Co-Authors: Russell Blessing (Texas A&M University at Galveston), Samuel Brody (Texas A&M University at Galveston), and Ali Mostafavi (Texas A&M University)

Abstract: Examining the relationship between vulnerability of the built environment and community recovery is crucial for understanding disaster resilience. Yet, this relationship is rather neglected in the existing literature due to previous limitations in the availability of empirical datasets needed for such analysis. In this study, we combine fine-resolution flood damage claims data and human mobility data during the 2017 Hurricane Harvey in Harris County, Texas, to specify the extent to which vulnerability of the built environment (i.e., flood property damage) affects community recovery locally and regionally. We examine this relationship using a spatial lag, spatial reach, and spatial decay models to measure the extent of spillover effects of residential damage on community recovery. The findings show that: first, the severity of residential damage significantly affects the speed of community recovery. A greater extent of residential damage suppresses community recovery not only locally but also in the surrounding areas. Second, the spatial spillover effect of residential damage on community recovery speed decays with distance from the highly damaged areas. Third, spatial areas display heterogeneous spatial decay coefficients, which are associated with urban structure features such as the density of points-of-interest facilities and roads. These findings provide a novel data-driven characterization of the spatial diffusion of residential flood damage effects on community recovery and move us closer to a better understanding of complex spatial processes that shape community resilience to hazards. This study also provides valuable insights for emergency managers and public officials seeking to mitigate the non-local effects of residential damage.

Lei Wang

Assistant Professor
University of Cincinnati

Robust design of earthen levees in the face of flood hazards

Co-Authors: Liang Zhang (University of Cincinnati)

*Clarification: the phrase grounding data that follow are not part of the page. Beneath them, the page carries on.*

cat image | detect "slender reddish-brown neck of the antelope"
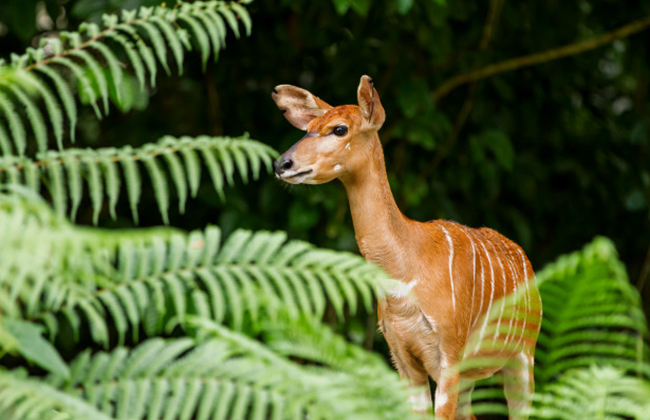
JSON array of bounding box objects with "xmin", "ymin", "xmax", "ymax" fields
[{"xmin": 342, "ymin": 135, "xmax": 412, "ymax": 278}]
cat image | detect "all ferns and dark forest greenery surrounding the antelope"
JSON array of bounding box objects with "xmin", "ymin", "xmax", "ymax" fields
[{"xmin": 0, "ymin": 0, "xmax": 650, "ymax": 419}]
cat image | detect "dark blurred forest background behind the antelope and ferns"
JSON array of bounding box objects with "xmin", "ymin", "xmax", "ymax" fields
[{"xmin": 0, "ymin": 0, "xmax": 650, "ymax": 313}]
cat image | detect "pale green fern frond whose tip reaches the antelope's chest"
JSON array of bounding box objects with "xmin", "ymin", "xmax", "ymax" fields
[{"xmin": 0, "ymin": 190, "xmax": 385, "ymax": 345}]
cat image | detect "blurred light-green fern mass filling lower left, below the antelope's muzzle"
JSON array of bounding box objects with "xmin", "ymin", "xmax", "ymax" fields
[{"xmin": 0, "ymin": 191, "xmax": 410, "ymax": 419}]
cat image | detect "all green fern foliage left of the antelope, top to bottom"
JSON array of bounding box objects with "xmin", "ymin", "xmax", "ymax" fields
[{"xmin": 0, "ymin": 2, "xmax": 415, "ymax": 420}]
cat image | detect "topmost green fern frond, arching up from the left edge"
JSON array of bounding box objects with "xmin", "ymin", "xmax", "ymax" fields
[{"xmin": 0, "ymin": 1, "xmax": 251, "ymax": 157}]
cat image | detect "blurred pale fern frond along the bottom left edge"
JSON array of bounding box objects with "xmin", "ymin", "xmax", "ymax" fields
[{"xmin": 0, "ymin": 334, "xmax": 417, "ymax": 420}]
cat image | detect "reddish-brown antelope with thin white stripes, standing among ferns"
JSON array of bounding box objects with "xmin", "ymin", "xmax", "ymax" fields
[{"xmin": 274, "ymin": 76, "xmax": 541, "ymax": 419}]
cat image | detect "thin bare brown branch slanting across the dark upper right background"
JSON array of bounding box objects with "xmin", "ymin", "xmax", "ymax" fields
[{"xmin": 433, "ymin": 16, "xmax": 650, "ymax": 101}]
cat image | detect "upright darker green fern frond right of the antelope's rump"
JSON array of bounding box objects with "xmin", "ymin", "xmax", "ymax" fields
[{"xmin": 536, "ymin": 238, "xmax": 650, "ymax": 384}]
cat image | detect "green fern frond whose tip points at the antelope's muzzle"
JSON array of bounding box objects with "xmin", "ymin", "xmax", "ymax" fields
[{"xmin": 0, "ymin": 135, "xmax": 277, "ymax": 223}]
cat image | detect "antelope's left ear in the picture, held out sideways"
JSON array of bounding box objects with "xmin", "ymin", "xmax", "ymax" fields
[{"xmin": 272, "ymin": 85, "xmax": 331, "ymax": 131}]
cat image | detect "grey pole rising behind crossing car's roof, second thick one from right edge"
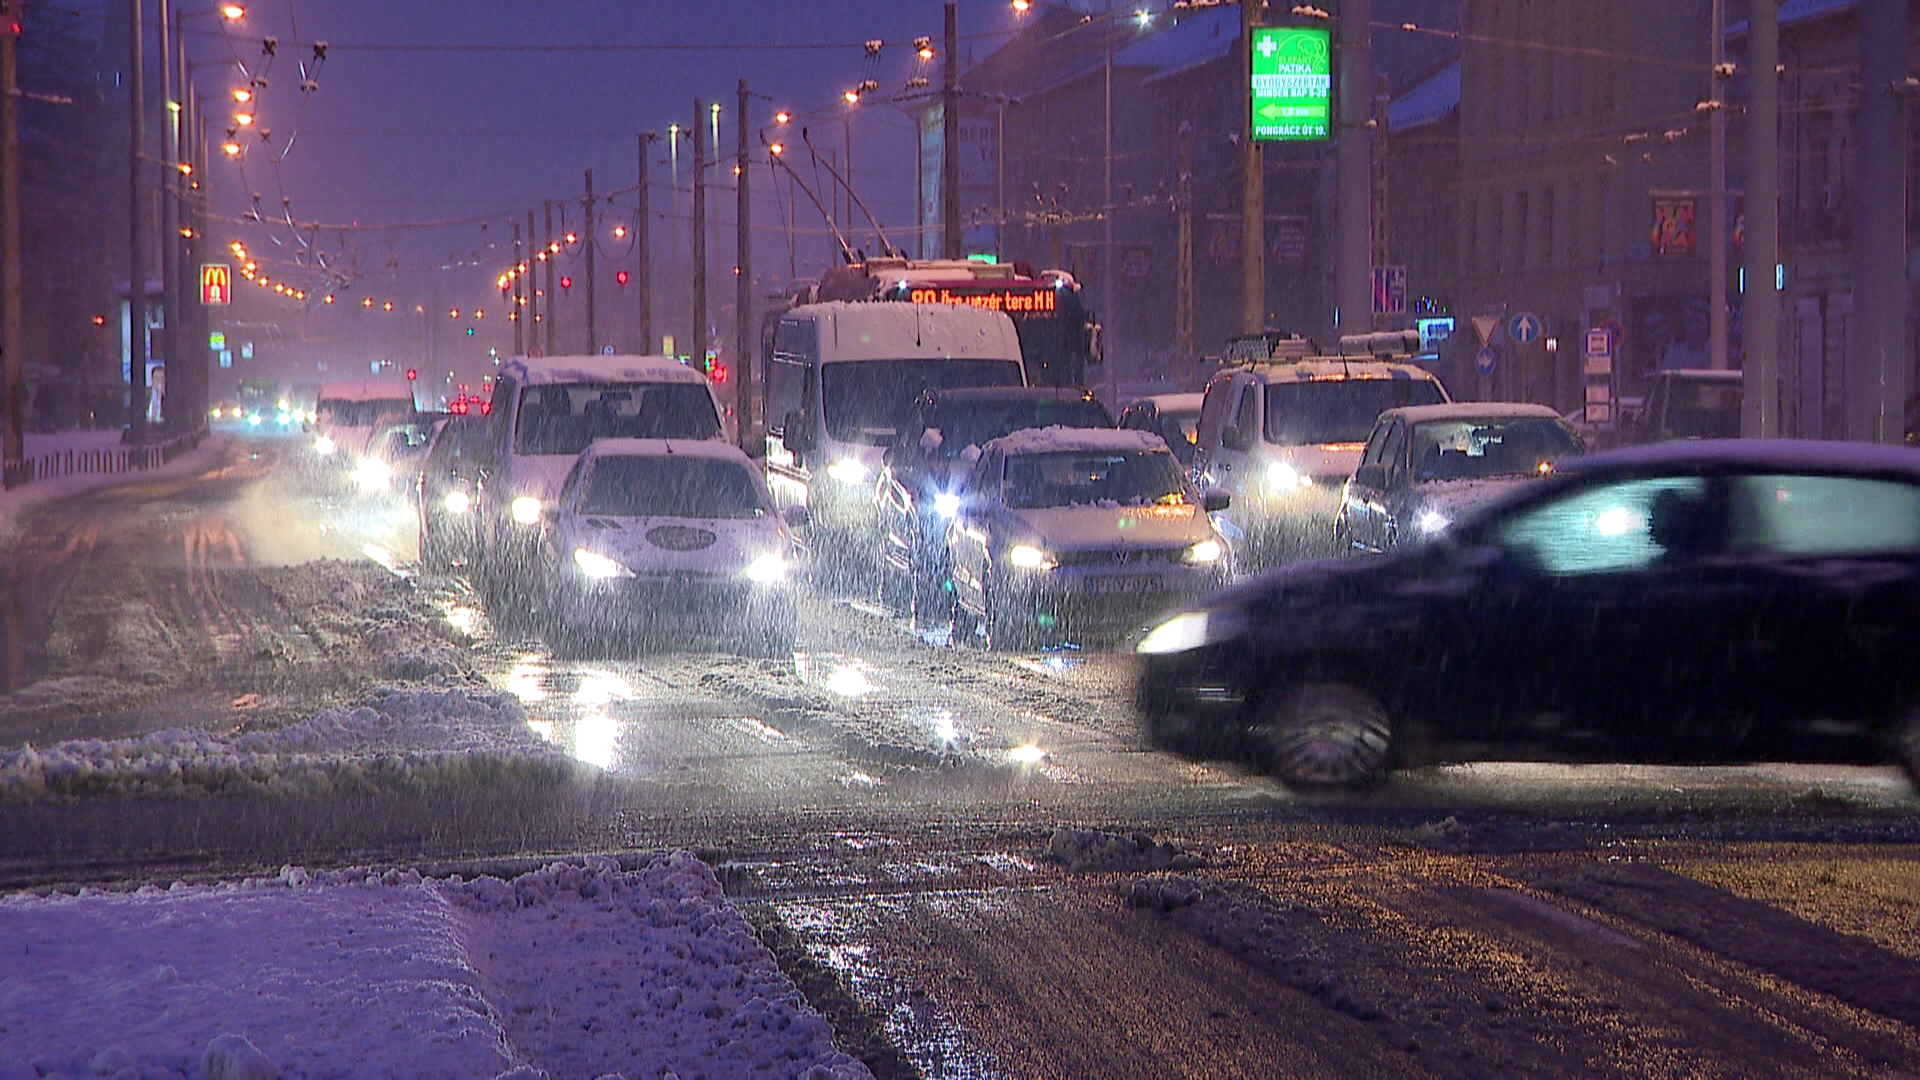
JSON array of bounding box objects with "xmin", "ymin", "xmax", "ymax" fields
[{"xmin": 1740, "ymin": 0, "xmax": 1774, "ymax": 438}]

Abstract: Flood is one of the most costly natural disasters in the United States, causing significant economic losses annually. These high-loss flood events are becoming increasingly frequent, threatening the safety of millions of human lives and properties. To prevent flood hazards, numerous flood protection infrastructure (e.g., earthen levees) have been built across the whole United States, and mainly designed via deterministic approaches. In the routine geotechnical design of earthen levees, the final recommended design tends to be subject to various uncertainties (e.g., uncertain soil property parameters) and hazard conditions (e.g., flood). The robust geotechnical design (RGD) approach is an effective solution to achieve design robustness of geotechnical systems in the face of the uncertain soil parameters. However, in the RGD framework, the current robustness measures cannot evaluate the design robustness against hazard conditions such as flooding hazards with rising flood water elevations for flood protection infrastructure. This paper proposed a new robustness measure to address this gap and integrates this concept into a multi-objective optimization design framework, where both the construction cost and design robustness are optimized simultaneously under the safety constraint. The Pareto front-based optimization method is adopted to elucidate the trade-off relationship between conflicting design objectives and identify the knee point on the Pareto front as the most preferable design. The application of the proposed robustness measure for design optimization of flood protection infrastructure in the face of flood hazard is elaborated on through a case study of earthen levee design problem.